We want this network to perform a multi-class graph classification, i.e. given an input graph, we want our GNN to output which class of protein it belongs to. Which loss should we pick? Insert it below:

In [None]:
optimizer = torch.optim.Adam(model.parameters(), lr=0.001)
criterion = ???

def train():
    model.train()

    for data in train_loader:  # Iterate in batches over the training dataset.
         out = model(data.x, data.edge_index, data.batch)  # Perform a single forward pass.
         loss = criterion(out, data.y)  # Compute the loss.
         loss.backward()  # Derive gradients.
         optimizer.step()  # Update parameters based on gradients.
         optimizer.zero_grad()  # Clear gradients.

def test(loader):
     model.eval()
     correct = 0
     loss_ = 0
     for data in loader:  # Iterate in batches over the training/test dataset.
         out = model(data.x, data.edge_index, data.batch)  
         loss = criterion(out, data.y)
         loss_ += loss.item()
         pred = out.argmax(dim=1)  # Use the class with highest probability.
         correct += int((pred == data.y).sum())  # Check against ground-truth labels.
     return correct / len(loader.dataset), loss_ / len(loader.dataset)  # Derive ratio of correct predictions.

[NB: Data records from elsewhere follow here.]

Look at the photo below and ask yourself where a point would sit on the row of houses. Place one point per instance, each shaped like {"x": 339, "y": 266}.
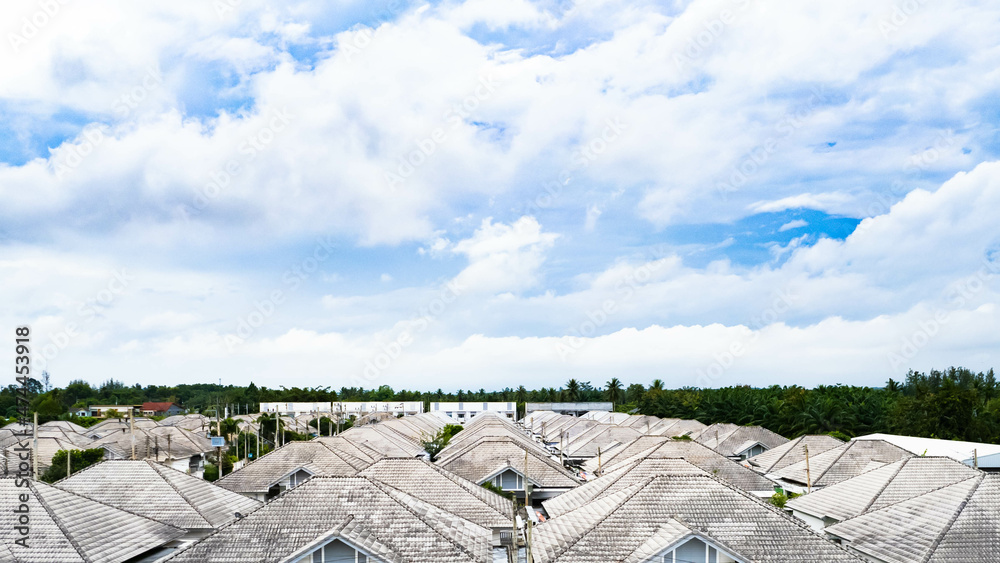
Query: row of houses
{"x": 601, "y": 488}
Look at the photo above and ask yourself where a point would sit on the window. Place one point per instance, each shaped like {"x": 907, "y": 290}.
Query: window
{"x": 509, "y": 481}
{"x": 336, "y": 552}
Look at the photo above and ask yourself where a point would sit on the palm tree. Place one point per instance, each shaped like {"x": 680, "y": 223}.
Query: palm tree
{"x": 613, "y": 390}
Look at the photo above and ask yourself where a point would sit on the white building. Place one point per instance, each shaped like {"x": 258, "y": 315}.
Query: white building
{"x": 346, "y": 408}
{"x": 465, "y": 411}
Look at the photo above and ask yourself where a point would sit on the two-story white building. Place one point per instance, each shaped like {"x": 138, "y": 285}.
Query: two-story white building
{"x": 466, "y": 411}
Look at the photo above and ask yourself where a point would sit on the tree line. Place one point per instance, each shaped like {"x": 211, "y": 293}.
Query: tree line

<h2 style="border:1px; border-style:solid; padding: 0.25em; color: #FFFFFF; background-color: #1f77b4">6. Train & evaluate</h2>

In [None]:
import wandb
use_wandb = True 

In [None]:
from tqdm.auto import trange

# Initialize W&B run for training
wandb.init(project="intro_to_pyg") # name your project whatever you like

for epoch in trange(args["epochs"]):
    train()
    train_acc, train_loss = test(train_loader)
    val_acc, val_loss = test(val_loader)
    
    # Log metrics to W&B
    if use_wandb:
        wandb.log({
            "train/loss": train_loss,
            "train/acc": train_acc,
            "val/acc": val_acc,
            "val/loss": val_loss,
        })

    torch.save(model, "graph_classification_model.pt")

# Finish the W&B run
if use_wandb:
    wandb.finish()

Now let's evalute the performance of the model on the test set:

### <span style="border:3px; border-style:solid; padding: 0.15em; border-color: #1f77b4; color: #1f77b4;">Exercise: Evaluate & improve the model</span>
1. What accuracy would you expect to see with random guessing?
2. Evaluate on your holdout test set. How does your test accuracy compare?
3. Can you improve the model by changing some of the hyperparameters to get a total test accuracy $\geq$ 40%?